A little over a week ago I set off on a trip to our village to do some translation checking with our Isnag friends there. I had a "to do" list of maintenance jobs to try to squeeze in while I was there, but Bob volunteered to come along and take care of those things so I could concentrate on the translation work. Now that is a good friend!


We got an "all clear" call from the village and took off around 8 am. It was a beautiful day for flying and I enjoyed catching up on Brian's news. He has just returned from furlough so we hadn't talked for a while.

Vicky stayed in the village to cover the radio and Robbie hiked to the airstrip to put up the wind sock and make sure everything was ready for the airplane to land.

Vicky fed us a nice lunch and in the afternoon Malana came and and started checking over some of my rough draft work.

The guys I had scheduled to help me with the taping check never showed, but Pearly and Sylvia came to my rescue and put in 12 hours helping me complete the tape check for several chapters.

Meanwhile... Bob was trying to fix things. Before he could get on the roof, a ladder had to be made out of bamboo. I had a guy make one, but he put the rungs about 3 and a half miles apart. It looked like Bob was going to have to shinny up one side until I got the worker to go back and add double the rungs.
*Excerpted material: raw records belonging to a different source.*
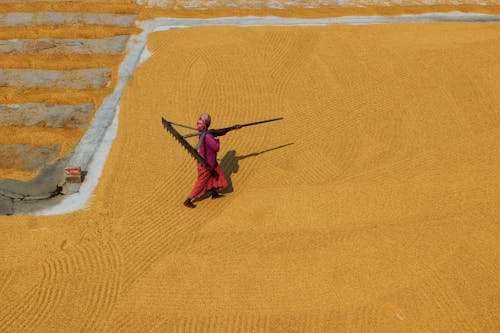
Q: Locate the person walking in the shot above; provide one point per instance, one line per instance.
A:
(210, 178)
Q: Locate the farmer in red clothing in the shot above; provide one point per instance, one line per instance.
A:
(210, 178)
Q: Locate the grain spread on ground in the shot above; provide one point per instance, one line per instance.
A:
(381, 216)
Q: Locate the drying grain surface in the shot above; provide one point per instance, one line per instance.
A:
(381, 216)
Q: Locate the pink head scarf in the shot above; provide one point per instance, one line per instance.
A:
(203, 122)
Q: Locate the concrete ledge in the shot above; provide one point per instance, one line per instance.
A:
(55, 18)
(46, 115)
(27, 157)
(76, 79)
(111, 45)
(25, 197)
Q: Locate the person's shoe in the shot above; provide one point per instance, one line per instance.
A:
(216, 195)
(189, 204)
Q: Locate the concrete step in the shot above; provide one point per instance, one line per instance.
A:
(56, 18)
(46, 115)
(75, 79)
(27, 157)
(110, 45)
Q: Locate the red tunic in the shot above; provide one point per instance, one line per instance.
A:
(208, 180)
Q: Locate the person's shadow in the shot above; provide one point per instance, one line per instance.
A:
(230, 164)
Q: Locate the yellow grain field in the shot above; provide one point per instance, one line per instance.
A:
(373, 207)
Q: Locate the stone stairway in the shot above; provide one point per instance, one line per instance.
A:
(56, 67)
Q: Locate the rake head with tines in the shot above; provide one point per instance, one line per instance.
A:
(177, 136)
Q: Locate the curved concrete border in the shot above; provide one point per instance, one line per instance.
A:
(91, 151)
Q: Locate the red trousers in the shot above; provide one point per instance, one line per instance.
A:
(207, 181)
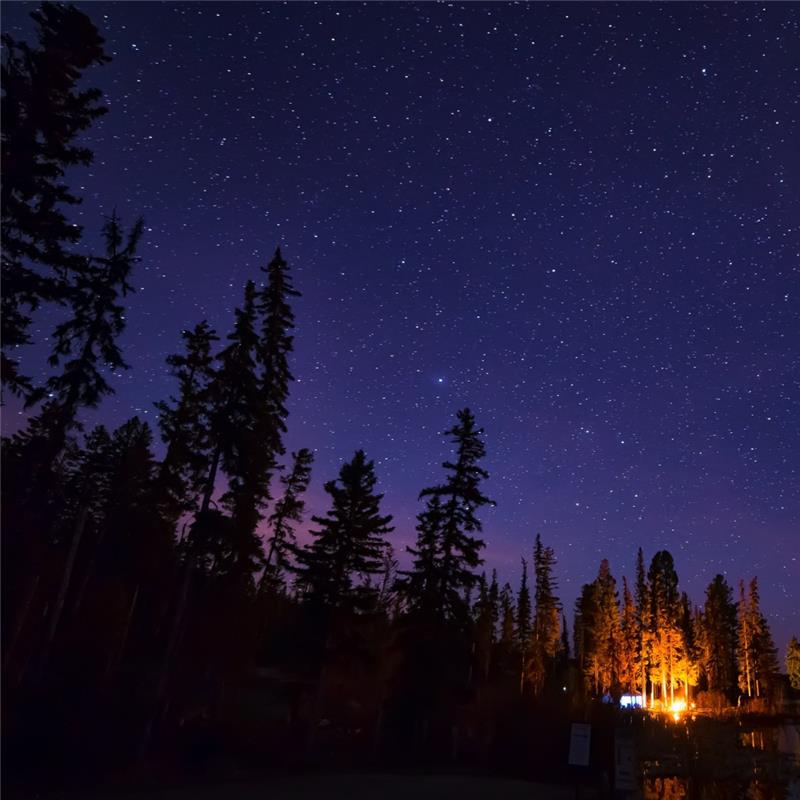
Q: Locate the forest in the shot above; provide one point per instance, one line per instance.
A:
(164, 607)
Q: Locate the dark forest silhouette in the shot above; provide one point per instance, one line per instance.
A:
(152, 606)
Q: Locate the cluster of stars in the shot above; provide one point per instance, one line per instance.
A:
(580, 221)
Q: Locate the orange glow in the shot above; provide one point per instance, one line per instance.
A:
(677, 708)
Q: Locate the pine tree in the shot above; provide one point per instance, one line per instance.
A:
(793, 662)
(349, 544)
(665, 610)
(546, 615)
(507, 619)
(289, 509)
(275, 345)
(717, 639)
(758, 656)
(185, 424)
(643, 625)
(43, 112)
(523, 632)
(629, 640)
(420, 584)
(86, 343)
(607, 633)
(486, 614)
(246, 458)
(460, 497)
(584, 635)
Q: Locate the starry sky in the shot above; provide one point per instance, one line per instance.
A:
(582, 221)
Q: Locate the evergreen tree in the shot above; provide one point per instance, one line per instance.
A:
(185, 422)
(289, 509)
(246, 458)
(349, 545)
(524, 628)
(420, 584)
(629, 643)
(43, 112)
(486, 614)
(564, 649)
(584, 635)
(643, 625)
(460, 496)
(718, 637)
(276, 343)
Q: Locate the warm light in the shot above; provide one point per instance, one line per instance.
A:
(677, 708)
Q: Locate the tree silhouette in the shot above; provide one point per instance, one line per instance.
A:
(86, 344)
(459, 497)
(349, 544)
(717, 637)
(185, 424)
(288, 510)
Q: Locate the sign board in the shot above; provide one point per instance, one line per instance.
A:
(624, 762)
(580, 740)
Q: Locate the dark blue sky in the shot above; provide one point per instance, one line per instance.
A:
(583, 221)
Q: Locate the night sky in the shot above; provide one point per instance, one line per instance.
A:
(582, 221)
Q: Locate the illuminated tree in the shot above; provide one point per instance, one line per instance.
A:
(185, 423)
(349, 544)
(757, 657)
(459, 497)
(629, 640)
(546, 615)
(717, 637)
(665, 627)
(607, 634)
(289, 509)
(793, 662)
(643, 625)
(44, 110)
(523, 632)
(86, 343)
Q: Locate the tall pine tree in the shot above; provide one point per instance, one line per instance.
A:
(43, 110)
(349, 544)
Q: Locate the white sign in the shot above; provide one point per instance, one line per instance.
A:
(579, 743)
(624, 762)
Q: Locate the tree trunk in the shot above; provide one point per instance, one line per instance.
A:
(58, 608)
(19, 625)
(177, 618)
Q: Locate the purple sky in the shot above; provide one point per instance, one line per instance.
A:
(583, 221)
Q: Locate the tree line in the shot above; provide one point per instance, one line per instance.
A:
(137, 589)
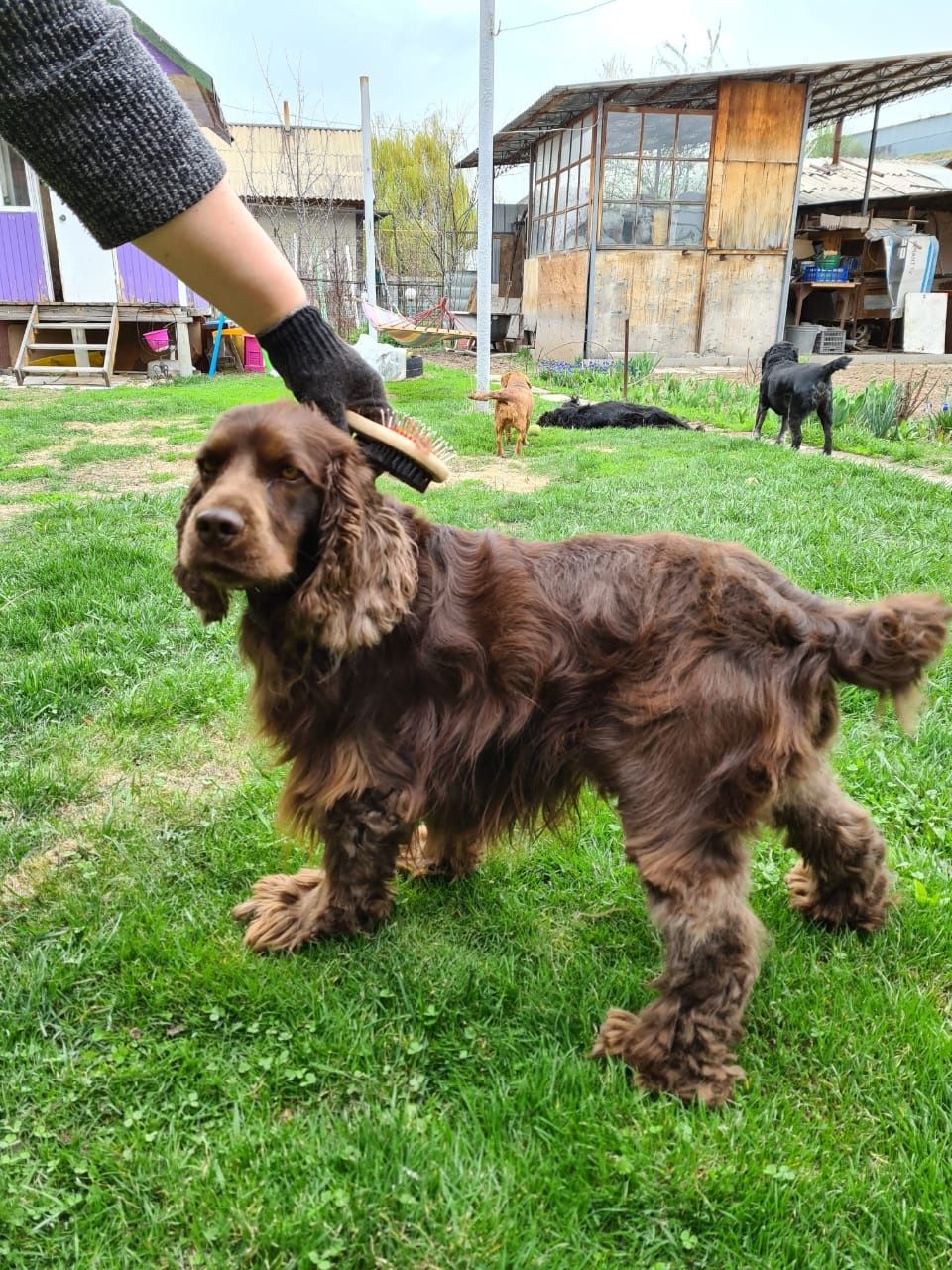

Bob fixed weed whackers, mowers, plumbing and put gutters on one of the houses. Most of what he did I would not have been able to accomplish if he hadn't come to help. Thanks Bob!!!

For years I made the one and a half hour hike upstream to teach a group there. On Sunday, I was invited to join the two guys that have taken over this ministry. Andy and Greg are great guys and I am very encouraged to see them serving the Lord and serving the people upstream.

The guys did a great job teaching. They were using chapters I have translated. The listeners did a good job at answering the questions they asked at the end and I was reminded that even though I love teaching, what the Isnag really need is a Bible and that I need to stick to the task set before me.

When we got back to the village I heard the Bible being read in the trade language. I came around the corner of a house and found Arsali and other ladies busy pounding rice and listening to the Bible being read on a solar MP3 player which Felida Church in Vancouver, Washington had donated. Thank you! Felida! So far these players have proven to be durable and the people love to sit around listening to the Bible.

On Sunday afternoon and one other time during the week I had opportunity to teach and I really enjoyed that.

It was fun to see the village kids. I took lots of pictures, but will only post a couple.

But, I do need to post the picture of the newest Isnag. She was born while I was in the village. Her Grandpa is Andy, the older of the two guys that teach upstream.

Thursday the airplane came to start me on my homeward journey. This is the view you look at while the pilot is going through his check list prior to take off. The black streaks in the picture are all that the camera can catch of the spinning propeller.
I eventually landed at the support base. Thanks for the nice flights and landings Brian! Bronwyn, Bob's wife fed me, and Bob took me to the highway to wait for a bus. I finally got a ride. It took 1o ten hours, but I made it safely home.